PSA: Every Issue i had with hosting a minecraft server solved. #Zerotier not starting, #Players cant connect, #Players time out/get disconnected frequently.
So i thought id share some of my findings in regards to Zerotier and its issues i encountered hosting a minecraft server.
Maybe these are obvious beginner mistakes. But hey, i had to websearch quite a long time to find everything so here goes nothing:
Zerotier doesnt start.
Symptoms: The icon is in the tray and immediately vanishes when i interact with it. I dont get a menu.
What worked for me: Uninstall your version of Zerotier, download and install an older version and then update your current already downloaded (hopefully up to date) version over it. Meaning run the new version and install it over your existing one.
If that still doesnt work, restart your pc. (Not "shutdown", restart!)
Players cant connect to my server (running on a windows machine).
Symptoms:
Failed to connect to the server java.net.ConnectException: Connection timed out: no further information:"
The player isnt able to connect to the running server despite being authorised in my network and using the correct IP. I couldnt ping anyone in the network either.
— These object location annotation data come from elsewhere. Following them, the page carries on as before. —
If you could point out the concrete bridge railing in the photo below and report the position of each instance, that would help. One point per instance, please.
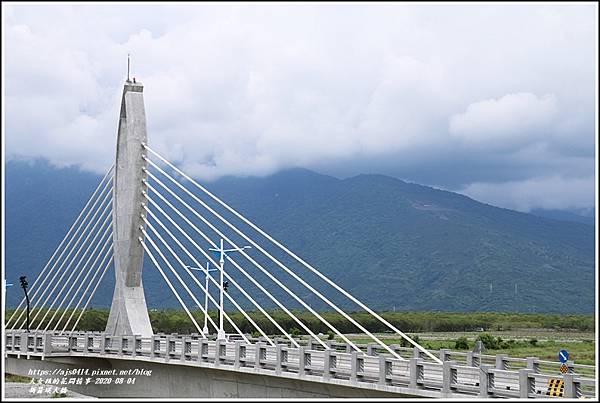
(419, 376)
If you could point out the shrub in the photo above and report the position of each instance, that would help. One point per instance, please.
(489, 341)
(461, 343)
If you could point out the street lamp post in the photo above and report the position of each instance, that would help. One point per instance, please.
(24, 285)
(206, 273)
(222, 252)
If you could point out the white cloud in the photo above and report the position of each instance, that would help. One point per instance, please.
(552, 192)
(250, 89)
(509, 121)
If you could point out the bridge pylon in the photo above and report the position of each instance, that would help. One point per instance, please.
(128, 312)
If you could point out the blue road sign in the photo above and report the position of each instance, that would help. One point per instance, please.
(563, 356)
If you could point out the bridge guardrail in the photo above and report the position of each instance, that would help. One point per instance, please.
(488, 378)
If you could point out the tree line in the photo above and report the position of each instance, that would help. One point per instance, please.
(177, 321)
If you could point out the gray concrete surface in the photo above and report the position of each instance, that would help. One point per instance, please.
(17, 390)
(175, 381)
(129, 313)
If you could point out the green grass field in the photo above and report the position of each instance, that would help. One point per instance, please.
(582, 347)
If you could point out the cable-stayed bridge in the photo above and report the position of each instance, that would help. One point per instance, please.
(146, 209)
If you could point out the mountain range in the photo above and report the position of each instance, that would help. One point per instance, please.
(393, 244)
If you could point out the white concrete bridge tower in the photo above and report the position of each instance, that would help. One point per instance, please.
(129, 313)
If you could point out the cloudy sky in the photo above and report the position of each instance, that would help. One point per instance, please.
(496, 101)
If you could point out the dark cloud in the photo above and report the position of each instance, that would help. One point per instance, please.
(496, 101)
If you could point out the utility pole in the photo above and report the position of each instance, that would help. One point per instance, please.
(24, 285)
(128, 80)
(222, 252)
(206, 273)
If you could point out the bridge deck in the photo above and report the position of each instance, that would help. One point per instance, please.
(414, 376)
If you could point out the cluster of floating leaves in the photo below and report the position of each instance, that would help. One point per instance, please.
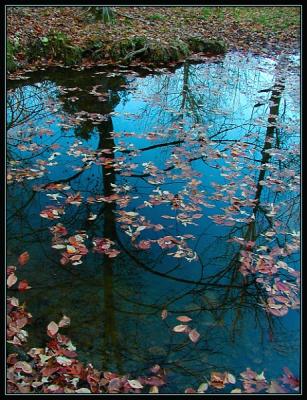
(56, 369)
(252, 382)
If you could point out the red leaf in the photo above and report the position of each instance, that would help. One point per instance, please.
(194, 335)
(164, 314)
(181, 328)
(23, 285)
(184, 318)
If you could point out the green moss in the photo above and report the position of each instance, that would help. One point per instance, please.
(55, 45)
(156, 17)
(123, 48)
(198, 44)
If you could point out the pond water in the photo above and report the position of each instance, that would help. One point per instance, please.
(192, 174)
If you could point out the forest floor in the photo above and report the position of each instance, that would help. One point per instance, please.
(45, 35)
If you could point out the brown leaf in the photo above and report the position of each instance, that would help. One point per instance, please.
(184, 318)
(164, 314)
(181, 328)
(23, 285)
(194, 335)
(24, 366)
(23, 258)
(11, 280)
(65, 321)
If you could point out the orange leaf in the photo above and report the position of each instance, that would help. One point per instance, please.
(181, 328)
(11, 280)
(194, 335)
(23, 285)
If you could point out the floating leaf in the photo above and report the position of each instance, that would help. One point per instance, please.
(230, 378)
(52, 329)
(181, 328)
(135, 384)
(65, 321)
(58, 246)
(236, 390)
(202, 387)
(194, 335)
(83, 390)
(23, 285)
(164, 314)
(11, 280)
(23, 258)
(184, 318)
(24, 366)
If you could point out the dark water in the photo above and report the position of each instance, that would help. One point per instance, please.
(217, 141)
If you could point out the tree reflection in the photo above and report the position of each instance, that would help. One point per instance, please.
(120, 299)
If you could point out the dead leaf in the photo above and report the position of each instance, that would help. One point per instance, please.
(52, 329)
(194, 335)
(23, 258)
(184, 318)
(11, 280)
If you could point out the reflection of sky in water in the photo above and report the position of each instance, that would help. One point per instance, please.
(115, 316)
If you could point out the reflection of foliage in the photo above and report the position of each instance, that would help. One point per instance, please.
(213, 241)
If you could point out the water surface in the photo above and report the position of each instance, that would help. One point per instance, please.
(193, 174)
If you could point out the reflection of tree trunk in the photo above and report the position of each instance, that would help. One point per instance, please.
(271, 129)
(185, 86)
(251, 233)
(110, 338)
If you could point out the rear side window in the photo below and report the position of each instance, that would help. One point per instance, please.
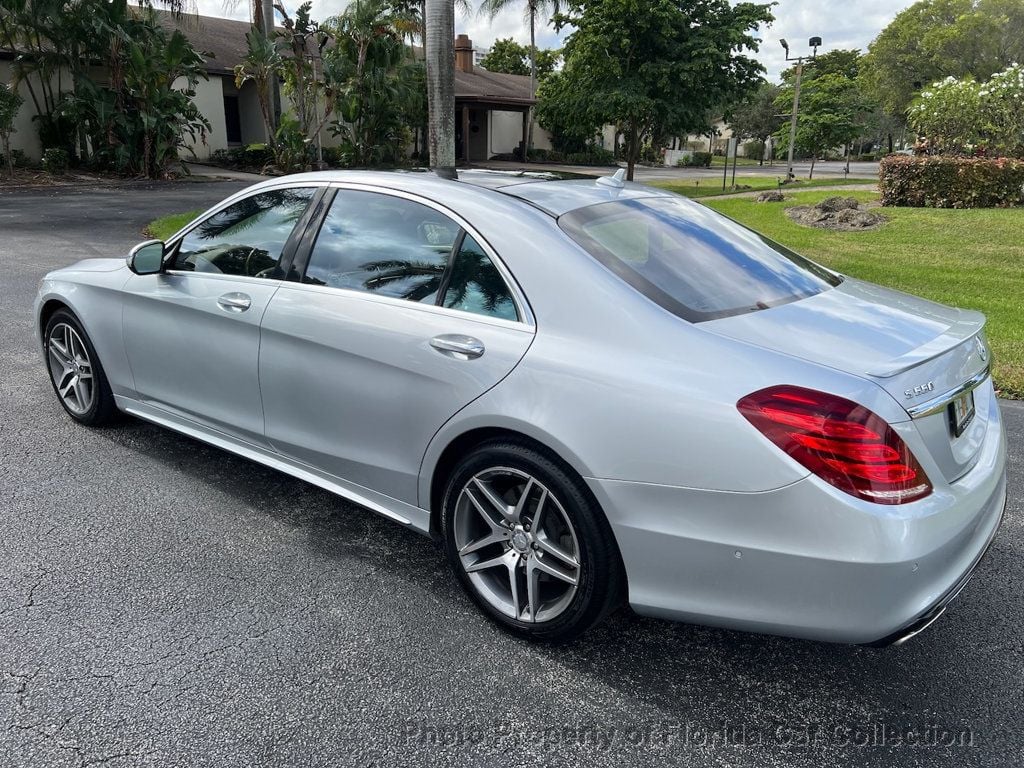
(381, 244)
(692, 261)
(387, 245)
(476, 286)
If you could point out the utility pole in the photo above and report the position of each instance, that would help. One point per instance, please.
(814, 42)
(793, 118)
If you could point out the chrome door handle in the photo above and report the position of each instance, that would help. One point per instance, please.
(235, 302)
(458, 346)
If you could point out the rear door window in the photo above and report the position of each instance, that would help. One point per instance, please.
(692, 261)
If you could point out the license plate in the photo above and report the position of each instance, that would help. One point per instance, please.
(962, 413)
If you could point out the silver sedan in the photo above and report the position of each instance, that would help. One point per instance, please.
(591, 391)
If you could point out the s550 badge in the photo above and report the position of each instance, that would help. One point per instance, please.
(920, 389)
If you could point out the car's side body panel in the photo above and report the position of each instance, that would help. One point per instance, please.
(352, 385)
(715, 523)
(189, 354)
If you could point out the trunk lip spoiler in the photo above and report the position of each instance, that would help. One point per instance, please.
(939, 403)
(963, 331)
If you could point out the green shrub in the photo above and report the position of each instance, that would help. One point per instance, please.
(951, 182)
(754, 150)
(17, 159)
(699, 160)
(55, 160)
(593, 156)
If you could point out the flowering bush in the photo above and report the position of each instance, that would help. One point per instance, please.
(1003, 99)
(962, 117)
(951, 182)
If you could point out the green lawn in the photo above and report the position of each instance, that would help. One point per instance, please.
(707, 187)
(970, 259)
(165, 226)
(718, 161)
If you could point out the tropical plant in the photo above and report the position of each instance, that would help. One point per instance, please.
(757, 117)
(654, 68)
(10, 102)
(439, 46)
(261, 66)
(378, 88)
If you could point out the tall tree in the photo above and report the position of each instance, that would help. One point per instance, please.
(654, 68)
(536, 10)
(832, 114)
(10, 102)
(935, 39)
(439, 48)
(512, 58)
(757, 117)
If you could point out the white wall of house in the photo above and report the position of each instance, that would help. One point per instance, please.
(209, 100)
(505, 133)
(26, 135)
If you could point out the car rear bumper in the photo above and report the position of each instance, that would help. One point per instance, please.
(806, 560)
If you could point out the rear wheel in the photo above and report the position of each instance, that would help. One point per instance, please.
(76, 374)
(528, 544)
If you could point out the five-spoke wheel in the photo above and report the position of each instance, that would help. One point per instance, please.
(77, 376)
(71, 368)
(527, 542)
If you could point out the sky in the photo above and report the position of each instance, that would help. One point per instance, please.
(841, 24)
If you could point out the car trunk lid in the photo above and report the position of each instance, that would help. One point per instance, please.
(923, 353)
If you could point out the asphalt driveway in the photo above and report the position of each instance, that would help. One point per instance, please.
(166, 603)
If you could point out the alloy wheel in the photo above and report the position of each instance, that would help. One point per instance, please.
(517, 545)
(71, 369)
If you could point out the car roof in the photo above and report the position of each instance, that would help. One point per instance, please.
(553, 193)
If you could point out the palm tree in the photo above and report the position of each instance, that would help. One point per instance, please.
(535, 10)
(439, 45)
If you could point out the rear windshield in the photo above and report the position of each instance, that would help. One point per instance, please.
(692, 261)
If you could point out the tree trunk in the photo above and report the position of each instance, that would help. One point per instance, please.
(440, 85)
(6, 154)
(273, 87)
(631, 152)
(532, 79)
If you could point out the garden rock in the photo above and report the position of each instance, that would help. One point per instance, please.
(841, 214)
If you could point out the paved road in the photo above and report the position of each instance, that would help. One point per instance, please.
(164, 603)
(646, 173)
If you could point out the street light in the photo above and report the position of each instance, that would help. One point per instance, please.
(814, 43)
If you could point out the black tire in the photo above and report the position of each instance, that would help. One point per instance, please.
(102, 410)
(600, 577)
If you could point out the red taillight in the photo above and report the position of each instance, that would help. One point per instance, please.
(842, 442)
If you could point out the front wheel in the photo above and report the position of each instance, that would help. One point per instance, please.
(78, 379)
(528, 544)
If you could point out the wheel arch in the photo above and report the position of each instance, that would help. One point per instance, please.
(439, 470)
(47, 309)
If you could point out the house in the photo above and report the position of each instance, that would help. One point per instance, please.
(491, 108)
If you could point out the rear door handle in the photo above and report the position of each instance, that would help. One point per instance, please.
(458, 346)
(235, 302)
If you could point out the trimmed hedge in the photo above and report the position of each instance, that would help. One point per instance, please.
(951, 182)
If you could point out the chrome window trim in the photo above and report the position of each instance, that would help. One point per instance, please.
(939, 403)
(526, 317)
(175, 240)
(349, 293)
(518, 297)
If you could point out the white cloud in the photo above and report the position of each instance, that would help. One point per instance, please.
(841, 24)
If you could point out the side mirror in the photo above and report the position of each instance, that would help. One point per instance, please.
(147, 257)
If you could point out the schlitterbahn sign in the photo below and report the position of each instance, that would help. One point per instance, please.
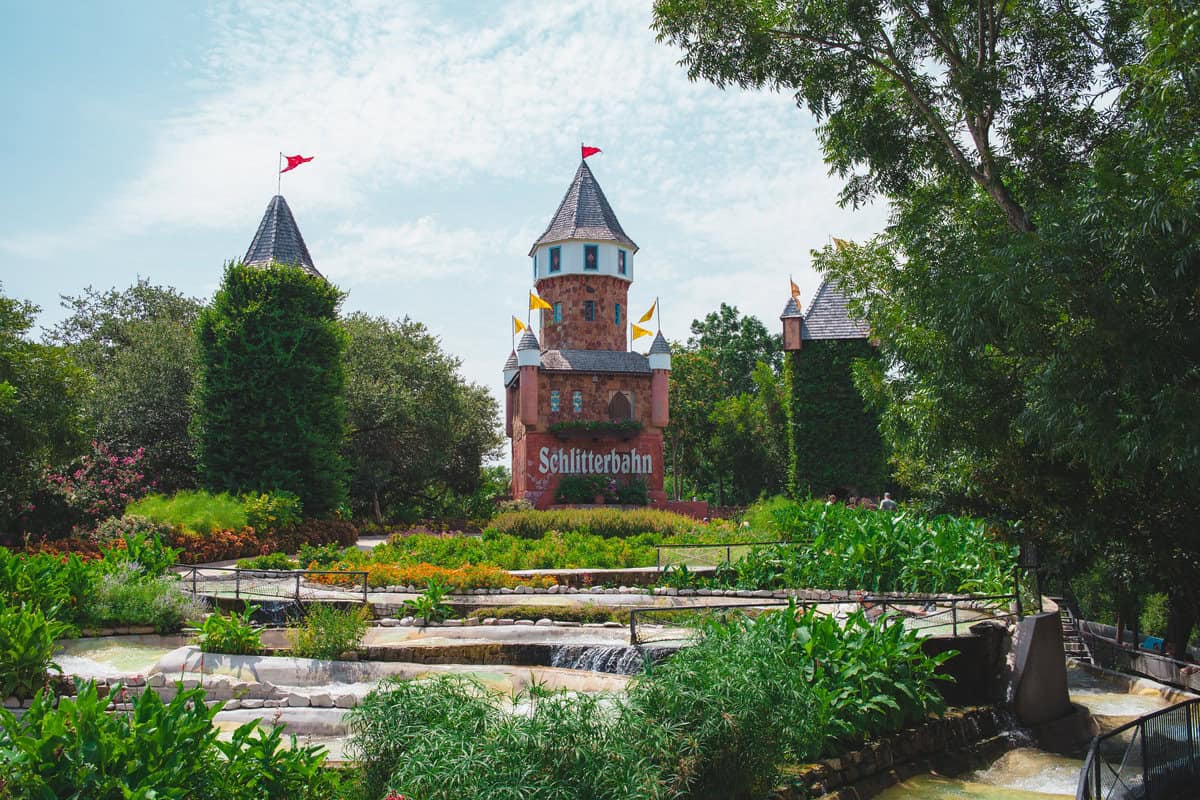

Im able to connect locally using localhost but the zerotier IP's dont work from anyone except the server itself. Even if we both have our firewalls (temporarily) disabled. Even if the server is actively listening on port 25565. Can check this by running
netstat -an | find ":25565"
Expected output would be something like
TCP <ZeroTier-IP>:25565 LISTENING
What worked for me: Changing the Zerotier Network adapter from public to private. I only had to do this on my server but you might have to do it on the clients aswell depending on what the network adapter is set to.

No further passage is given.